New liver model enables close approximation of human drug effects

by | 7th Nov 2007 | News

Researchers at the Fraunhofer Institute for Interfacial Engineering and Biotechnology in Stuttgart, Germany have developed a three-dimensional liver model with a functional blood circulation system that could replace animal tests in a range of early drug development applications.

Researchers at the Fraunhofer Institute for Interfacial Engineering and Biotechnology in Stuttgart, Germany have developed a three-dimensional liver model with a functional blood circulation system that could replace animal tests in a range of early drug development applications.

The 3-D vascularised liver model was created by taking a section of a pig’s small intestine that includes an artery and a vein, removing the animal cells so that only connective tissue proteins and the tubes of the vascular system remain, then lining this network internally with human endothelial cells.

Once artificial blood begins to circulate in the vascular system, cells of all kinds of organs can be grown on the matrix, the researchers explain.
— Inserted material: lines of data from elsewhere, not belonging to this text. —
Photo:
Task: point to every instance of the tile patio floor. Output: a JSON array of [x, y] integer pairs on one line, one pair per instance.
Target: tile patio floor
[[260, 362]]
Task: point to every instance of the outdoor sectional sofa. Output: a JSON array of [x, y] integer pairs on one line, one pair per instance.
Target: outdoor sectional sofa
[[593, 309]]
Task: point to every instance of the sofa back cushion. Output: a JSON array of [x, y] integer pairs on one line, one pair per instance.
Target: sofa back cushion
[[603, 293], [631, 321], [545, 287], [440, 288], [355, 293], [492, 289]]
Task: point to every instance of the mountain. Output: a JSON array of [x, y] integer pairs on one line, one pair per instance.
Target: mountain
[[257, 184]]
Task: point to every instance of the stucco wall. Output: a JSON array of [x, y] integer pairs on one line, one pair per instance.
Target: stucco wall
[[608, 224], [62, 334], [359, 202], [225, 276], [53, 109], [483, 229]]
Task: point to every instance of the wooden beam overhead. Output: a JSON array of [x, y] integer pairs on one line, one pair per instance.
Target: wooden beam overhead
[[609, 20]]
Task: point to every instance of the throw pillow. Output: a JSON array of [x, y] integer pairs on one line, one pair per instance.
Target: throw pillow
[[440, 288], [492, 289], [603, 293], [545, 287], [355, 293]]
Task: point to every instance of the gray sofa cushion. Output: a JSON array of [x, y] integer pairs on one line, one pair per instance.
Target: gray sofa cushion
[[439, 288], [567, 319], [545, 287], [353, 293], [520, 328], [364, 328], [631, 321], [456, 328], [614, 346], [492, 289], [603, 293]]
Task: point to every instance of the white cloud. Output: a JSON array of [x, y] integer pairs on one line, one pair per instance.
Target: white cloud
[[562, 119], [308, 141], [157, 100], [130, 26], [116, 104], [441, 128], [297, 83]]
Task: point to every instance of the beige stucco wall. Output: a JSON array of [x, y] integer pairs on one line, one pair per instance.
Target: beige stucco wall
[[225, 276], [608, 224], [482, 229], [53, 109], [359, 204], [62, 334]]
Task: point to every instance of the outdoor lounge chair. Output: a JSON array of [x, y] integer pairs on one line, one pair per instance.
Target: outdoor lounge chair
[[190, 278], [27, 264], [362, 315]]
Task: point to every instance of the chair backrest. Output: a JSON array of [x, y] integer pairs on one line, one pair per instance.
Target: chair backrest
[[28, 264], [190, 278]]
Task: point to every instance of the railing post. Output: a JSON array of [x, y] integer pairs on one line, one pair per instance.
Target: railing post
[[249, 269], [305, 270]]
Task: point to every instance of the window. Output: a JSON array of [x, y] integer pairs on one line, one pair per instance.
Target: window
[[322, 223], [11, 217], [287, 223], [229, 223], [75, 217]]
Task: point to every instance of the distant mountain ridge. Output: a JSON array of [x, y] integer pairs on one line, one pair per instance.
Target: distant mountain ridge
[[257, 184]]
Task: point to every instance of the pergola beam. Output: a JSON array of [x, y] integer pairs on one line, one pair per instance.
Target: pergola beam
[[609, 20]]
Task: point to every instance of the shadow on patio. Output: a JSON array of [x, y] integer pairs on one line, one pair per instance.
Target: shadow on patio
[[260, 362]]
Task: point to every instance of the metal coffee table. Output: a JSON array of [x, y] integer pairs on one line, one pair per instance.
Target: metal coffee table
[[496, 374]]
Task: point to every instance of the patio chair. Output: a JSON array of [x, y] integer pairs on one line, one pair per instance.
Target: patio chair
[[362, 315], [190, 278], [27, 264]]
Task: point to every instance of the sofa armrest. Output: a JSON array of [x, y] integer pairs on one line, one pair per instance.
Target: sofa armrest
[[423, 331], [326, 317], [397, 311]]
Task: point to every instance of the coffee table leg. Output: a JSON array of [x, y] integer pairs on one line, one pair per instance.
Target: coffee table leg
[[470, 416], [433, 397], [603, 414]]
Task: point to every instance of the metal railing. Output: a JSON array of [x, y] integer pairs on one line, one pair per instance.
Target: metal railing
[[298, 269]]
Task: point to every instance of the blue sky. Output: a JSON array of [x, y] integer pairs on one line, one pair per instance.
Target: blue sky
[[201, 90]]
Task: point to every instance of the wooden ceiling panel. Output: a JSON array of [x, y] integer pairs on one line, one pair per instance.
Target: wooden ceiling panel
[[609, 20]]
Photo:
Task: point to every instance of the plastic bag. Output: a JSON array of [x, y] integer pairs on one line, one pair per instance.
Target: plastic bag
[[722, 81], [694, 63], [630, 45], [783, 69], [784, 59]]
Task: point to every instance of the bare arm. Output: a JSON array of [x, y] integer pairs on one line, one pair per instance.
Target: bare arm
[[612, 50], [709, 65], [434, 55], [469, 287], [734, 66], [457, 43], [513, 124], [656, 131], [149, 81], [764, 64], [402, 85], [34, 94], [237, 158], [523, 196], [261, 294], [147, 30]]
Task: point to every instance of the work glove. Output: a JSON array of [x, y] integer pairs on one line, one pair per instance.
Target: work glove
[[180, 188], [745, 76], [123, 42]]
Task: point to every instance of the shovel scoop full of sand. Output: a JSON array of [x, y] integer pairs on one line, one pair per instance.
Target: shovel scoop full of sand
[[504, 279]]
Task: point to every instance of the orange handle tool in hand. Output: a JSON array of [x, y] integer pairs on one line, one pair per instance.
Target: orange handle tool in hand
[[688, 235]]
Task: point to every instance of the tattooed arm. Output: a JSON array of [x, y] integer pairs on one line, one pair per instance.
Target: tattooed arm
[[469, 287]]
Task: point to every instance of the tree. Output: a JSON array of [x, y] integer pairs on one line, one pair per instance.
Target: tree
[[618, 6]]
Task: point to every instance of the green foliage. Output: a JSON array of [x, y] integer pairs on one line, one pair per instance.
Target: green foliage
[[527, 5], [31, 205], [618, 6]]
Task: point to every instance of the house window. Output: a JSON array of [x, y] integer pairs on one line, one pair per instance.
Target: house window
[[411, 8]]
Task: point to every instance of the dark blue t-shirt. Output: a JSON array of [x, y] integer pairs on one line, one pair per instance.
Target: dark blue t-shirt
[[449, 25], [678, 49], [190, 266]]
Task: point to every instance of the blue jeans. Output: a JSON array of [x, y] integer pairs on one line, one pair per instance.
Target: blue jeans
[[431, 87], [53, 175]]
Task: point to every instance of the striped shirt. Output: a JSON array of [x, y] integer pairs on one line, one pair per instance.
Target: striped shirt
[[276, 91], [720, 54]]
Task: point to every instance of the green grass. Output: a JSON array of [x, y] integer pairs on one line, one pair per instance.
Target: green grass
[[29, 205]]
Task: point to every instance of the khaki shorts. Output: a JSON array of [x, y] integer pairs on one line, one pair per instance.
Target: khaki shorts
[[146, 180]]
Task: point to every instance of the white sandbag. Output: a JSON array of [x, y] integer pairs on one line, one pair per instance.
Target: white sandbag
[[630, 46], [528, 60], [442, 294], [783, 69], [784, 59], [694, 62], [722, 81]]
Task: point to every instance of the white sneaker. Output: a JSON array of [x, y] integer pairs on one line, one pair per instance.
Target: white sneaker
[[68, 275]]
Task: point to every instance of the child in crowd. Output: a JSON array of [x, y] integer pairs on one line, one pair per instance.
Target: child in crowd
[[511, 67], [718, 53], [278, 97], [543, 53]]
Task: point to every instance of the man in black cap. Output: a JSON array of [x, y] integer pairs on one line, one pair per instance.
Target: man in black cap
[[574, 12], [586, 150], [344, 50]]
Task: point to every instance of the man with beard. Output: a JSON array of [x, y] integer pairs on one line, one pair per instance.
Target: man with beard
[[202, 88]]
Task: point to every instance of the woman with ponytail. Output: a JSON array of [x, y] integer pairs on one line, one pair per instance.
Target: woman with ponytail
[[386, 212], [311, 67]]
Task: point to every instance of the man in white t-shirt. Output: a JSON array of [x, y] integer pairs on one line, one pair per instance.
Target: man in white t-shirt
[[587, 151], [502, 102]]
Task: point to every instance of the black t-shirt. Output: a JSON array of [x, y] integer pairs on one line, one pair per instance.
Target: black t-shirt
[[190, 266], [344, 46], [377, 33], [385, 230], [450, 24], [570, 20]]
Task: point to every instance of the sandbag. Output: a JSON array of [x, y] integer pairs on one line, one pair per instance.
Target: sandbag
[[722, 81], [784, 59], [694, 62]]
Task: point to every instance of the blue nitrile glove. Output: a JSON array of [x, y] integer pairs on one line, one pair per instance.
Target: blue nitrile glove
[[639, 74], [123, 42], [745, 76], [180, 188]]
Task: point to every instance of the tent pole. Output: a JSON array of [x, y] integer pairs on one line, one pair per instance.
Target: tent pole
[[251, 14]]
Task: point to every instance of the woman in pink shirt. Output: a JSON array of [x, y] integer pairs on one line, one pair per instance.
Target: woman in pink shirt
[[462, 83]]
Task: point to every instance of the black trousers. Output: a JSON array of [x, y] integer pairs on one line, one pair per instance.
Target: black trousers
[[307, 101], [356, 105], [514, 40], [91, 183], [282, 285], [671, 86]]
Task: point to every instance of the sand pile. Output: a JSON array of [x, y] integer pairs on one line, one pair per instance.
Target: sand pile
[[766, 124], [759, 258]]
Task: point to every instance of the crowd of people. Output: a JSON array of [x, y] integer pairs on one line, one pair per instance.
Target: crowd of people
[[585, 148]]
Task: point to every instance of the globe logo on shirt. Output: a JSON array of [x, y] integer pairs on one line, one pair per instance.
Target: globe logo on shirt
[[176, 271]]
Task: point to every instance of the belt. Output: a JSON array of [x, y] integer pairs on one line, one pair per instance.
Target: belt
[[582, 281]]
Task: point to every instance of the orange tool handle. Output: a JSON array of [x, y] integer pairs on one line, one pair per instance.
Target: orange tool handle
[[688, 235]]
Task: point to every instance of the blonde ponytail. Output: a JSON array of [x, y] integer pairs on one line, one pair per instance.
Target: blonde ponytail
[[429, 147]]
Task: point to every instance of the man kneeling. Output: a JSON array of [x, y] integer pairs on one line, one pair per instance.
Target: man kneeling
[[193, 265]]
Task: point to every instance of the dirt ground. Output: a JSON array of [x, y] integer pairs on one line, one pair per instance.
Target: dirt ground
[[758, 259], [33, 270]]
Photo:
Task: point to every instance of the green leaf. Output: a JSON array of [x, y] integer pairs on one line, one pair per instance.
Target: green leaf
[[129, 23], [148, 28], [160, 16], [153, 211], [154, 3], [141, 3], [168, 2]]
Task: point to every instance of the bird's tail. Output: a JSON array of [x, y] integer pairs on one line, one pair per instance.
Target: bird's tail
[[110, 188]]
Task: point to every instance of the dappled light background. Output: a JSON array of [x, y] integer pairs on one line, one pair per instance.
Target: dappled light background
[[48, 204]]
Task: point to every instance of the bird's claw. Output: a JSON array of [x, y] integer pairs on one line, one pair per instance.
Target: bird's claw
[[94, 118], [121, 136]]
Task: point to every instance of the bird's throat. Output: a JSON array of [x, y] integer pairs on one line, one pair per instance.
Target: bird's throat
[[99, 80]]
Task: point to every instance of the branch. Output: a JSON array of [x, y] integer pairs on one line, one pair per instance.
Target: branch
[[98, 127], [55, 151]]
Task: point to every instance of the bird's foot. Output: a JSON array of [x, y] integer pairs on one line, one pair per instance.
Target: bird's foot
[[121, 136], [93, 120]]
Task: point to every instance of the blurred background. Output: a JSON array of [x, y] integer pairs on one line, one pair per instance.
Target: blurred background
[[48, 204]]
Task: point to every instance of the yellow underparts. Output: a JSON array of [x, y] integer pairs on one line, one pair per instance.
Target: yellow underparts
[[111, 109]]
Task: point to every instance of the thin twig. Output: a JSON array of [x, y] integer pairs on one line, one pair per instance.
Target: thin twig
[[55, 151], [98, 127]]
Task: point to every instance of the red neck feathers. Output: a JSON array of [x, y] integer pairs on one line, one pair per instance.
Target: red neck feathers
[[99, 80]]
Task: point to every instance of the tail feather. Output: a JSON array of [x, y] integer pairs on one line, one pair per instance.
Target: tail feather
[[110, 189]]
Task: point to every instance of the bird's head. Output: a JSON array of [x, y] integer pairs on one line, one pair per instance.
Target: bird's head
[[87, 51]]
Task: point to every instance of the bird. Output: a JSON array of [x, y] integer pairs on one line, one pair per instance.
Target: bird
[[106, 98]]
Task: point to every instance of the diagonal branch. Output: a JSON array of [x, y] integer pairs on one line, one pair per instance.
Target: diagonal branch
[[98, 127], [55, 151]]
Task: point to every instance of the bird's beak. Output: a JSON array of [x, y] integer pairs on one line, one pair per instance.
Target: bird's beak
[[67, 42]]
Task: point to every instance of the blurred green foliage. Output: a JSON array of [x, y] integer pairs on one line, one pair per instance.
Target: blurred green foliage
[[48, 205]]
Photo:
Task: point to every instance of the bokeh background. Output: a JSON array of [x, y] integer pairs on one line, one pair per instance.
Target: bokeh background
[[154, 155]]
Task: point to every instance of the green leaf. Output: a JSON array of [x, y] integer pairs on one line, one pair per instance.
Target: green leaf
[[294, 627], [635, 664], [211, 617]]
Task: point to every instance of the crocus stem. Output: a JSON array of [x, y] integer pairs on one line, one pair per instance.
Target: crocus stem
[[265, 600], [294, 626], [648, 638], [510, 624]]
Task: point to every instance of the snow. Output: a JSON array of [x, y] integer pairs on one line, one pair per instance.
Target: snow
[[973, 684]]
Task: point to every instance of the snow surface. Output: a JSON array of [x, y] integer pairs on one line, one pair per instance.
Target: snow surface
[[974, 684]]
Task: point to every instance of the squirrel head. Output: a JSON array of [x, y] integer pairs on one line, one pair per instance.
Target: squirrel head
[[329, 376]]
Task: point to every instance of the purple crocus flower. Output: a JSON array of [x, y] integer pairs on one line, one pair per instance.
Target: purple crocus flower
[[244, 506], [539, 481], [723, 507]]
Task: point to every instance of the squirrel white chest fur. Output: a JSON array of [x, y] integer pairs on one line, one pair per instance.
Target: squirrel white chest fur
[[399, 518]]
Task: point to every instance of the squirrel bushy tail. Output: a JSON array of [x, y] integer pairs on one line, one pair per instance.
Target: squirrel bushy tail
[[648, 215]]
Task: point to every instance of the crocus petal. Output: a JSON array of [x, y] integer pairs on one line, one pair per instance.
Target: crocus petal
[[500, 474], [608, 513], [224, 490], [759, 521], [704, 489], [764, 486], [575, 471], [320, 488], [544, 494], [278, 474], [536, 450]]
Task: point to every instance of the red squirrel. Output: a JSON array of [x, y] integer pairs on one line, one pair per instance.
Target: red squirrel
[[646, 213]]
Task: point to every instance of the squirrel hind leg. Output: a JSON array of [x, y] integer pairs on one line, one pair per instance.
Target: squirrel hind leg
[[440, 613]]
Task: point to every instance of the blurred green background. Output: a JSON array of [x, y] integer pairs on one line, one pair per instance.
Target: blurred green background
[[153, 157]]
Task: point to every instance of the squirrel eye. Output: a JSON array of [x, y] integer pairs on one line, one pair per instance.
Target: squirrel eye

Moreover, since the tissue has its own circulatory system, it can be kept alive in a bioreactor for weeks at a time. A computer controls the arterial pressure, temperature and blood flow speed.

According to the Fraunhofer Institute scientists, the new 3-D model opens the door to meaningful results from tests of new drug ingredients on human liver tissue. The system functions in a similar way to a human liver, they say. Nutrients, oxygen and the drug ingredient being tested are transported through the artery into the artificial liver, where liver cells break down the various compounds. The ensuing metabolic waste products are then carried away by the built-in vein.

“The model enables us for the first time to bring drugs into physiological contact with cells, just as in the human body, and to analyse the resultant breakdown products after they have been transformed by the cells,” commented Professor Heike Mertsching of the Fraunhofer Institute. The system will also allow researchers to investigate long-term drug effects and the impact of administering repeatedly a biologically active agent, the scientists added. Moreover, the close approximation of a real liver means the findings can be more readily extrapolated to humans.